My mother had an account with the Karur Vysya Bank (remember them?) and after much prodding, I agreed to update her passbook (remember them?) After rooting around in a musty Godrej almirah (remember them?) for an hour, I managed to locate an old passbook and took it to the nearest branch with the enthusiasm of a dutiful son. To be fair, I should admit this is an unaccustomed role, given my Mother's fierce independence.

"We don't do passbooks anymore," the woman at the counter informed me with the sneering contempt Apple users reserve for lesser mortals who have to make do with Androids. This was way back in 2005 and of course she didn't feel the need to explain why. Passbooks attract no fees and thus made the banks no profit. "Can you print out the balance on a slip of paper?" I asked with the optimism born of ignorance of Murphy's First Law of Banking. Never ask a banker to do anything that doesn't involve a fee, preferably a large one.

 

"Okay, so can I close the account and withdraw the remainder of the funds?" I asked tentatively. Again I was subjected to the exasperated furrow of the brow followed by the exaggerated shake of the head, in a manner reminiscent of the late Steve Jobs being asked to use Flash Macromedia. "Nil balance in the account now, monthly charges has been adjusted against your credit balance," she muttered finally.

"So how much are the charges that ate up all the money in the account without leaving enough to print me a receipt?" I asked more in sorrow than in anger before returning home empty-handed. Turns out Mom got away lightly, since things could have been much, much worse as they will be when the Financial Resolution and Deposit Insurance Bill 2017 is passed. Pensioners and those dependent on a monthly income from a fixed deposit are going to need a lot more than Restyl to go beddy-byes since the bill contains a lethal bail-in clause. Unlike a bail-out, where taxpayers' funds are used to save a failing financial institution, a bail-in uses depositors' funds to commit the crime.
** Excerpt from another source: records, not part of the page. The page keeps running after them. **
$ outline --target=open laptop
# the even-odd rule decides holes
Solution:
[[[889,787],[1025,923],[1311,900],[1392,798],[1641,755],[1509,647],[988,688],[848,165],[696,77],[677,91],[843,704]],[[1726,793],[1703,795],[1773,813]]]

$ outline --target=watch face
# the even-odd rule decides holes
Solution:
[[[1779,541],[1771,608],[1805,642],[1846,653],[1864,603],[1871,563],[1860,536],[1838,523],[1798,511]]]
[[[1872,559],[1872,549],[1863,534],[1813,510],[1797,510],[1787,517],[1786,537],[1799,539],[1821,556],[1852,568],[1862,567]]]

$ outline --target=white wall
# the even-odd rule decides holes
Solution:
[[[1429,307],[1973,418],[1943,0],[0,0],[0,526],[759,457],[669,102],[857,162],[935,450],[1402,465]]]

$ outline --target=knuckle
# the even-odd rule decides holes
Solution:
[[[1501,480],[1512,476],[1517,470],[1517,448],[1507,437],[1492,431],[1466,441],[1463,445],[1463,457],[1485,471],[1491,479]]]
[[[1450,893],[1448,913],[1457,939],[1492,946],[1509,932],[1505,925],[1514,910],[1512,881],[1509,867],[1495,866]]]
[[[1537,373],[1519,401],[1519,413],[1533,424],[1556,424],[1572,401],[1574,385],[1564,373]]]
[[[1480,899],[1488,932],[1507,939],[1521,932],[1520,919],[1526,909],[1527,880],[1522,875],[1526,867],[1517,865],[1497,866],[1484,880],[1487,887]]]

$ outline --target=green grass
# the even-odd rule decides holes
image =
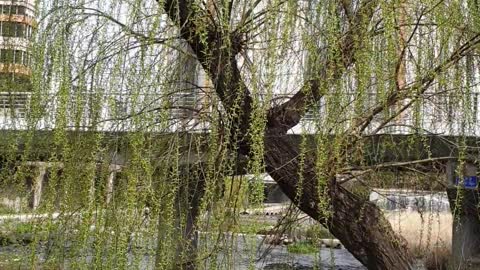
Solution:
[[[21,260],[22,258],[18,255],[13,255],[13,254],[0,255],[0,269],[5,269],[5,270],[22,269]]]
[[[312,254],[317,253],[319,248],[310,242],[298,242],[287,246],[287,250],[295,254]]]
[[[16,224],[13,232],[17,234],[25,234],[25,233],[33,233],[34,231],[35,231],[35,226],[32,223],[19,222]]]
[[[242,220],[240,224],[236,226],[236,233],[244,234],[258,234],[260,231],[270,230],[272,227],[271,223],[255,220]]]
[[[324,238],[335,238],[328,229],[318,224],[307,227],[305,229],[305,237],[312,242],[318,242],[318,240]]]
[[[29,244],[33,239],[34,232],[34,224],[30,222],[15,221],[2,224],[0,227],[0,246]]]
[[[10,215],[10,214],[15,214],[15,210],[7,207],[3,204],[0,204],[0,215]]]
[[[60,270],[64,269],[58,263],[41,263],[32,267],[29,263],[27,254],[0,254],[1,270],[19,270],[19,269],[42,269],[42,270]]]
The clause includes a provision of "cancelling a liability owed by a specified service provider" or "changing the form of a liability owed" which is a weaselly, legal way of saying, "Up yours."

 

While fixed deposits were traditionally interest-incurring liabilities, these would now fallin the grey zone in the bank's balance sheet. The effrontery of the drafting committee is amazing, "A bail-in can be typically used in cases where it is necessary to continue the services of the ailing financial institution, but the option of selling it is not feasible." So basically what they are saying is, bankers are overpaid, underworked and inefficient, but they need to be kept afloat. As my old boss used to say when he encountered a ridiculous demand, "No, fair enough, inasmuch as, nevertheless, why?"

 

Leaving aside the meanness of the woman who denied me a fig-leaf to take back to Mummy, this bill is far more ominous. Meera Sanyal, former banker and political aspirant says, "FDRI has not been passed. However the draft bill contains a provision that would allow the Goverment to'nationalize our money to re-capitalize PSU banks.' This is both unjust and immoral and must be opposed and this provision deleted before the bill is passed."

Banks now have names that sound vaguely nationalistic, eg, State Bank of India, the banker to every Indian is the largest banking and financial services company by assets. Positioning themselves as "Banker to Digital India", their somewhat desperate attempt to jump onto the PM's digital bandwagon is pathetic when one realises that over 75% of our citizens have no broadband access. One is mystified by their full page print ads in leading news dailies celebrating a major milestone: the 5 million followers they claimed to have got on their Facebook page. Kim Kardashian, eat your heart out. While it may be rare is to find a brand prepared to burn good money on print ads to celebrate digital numbers, this is exceptionally bizarre. Especially when the same bank reported a 62% drop in Q3 profit because of rising bad loans of which a small but significant amount was converting corporate loans to Kingfisher Airlines into equity shares… we all know how much those are worth. Ah well, hopefully they can trade them in for UB shares or beer and then customers with frozen accounts can at least say, "Cheers."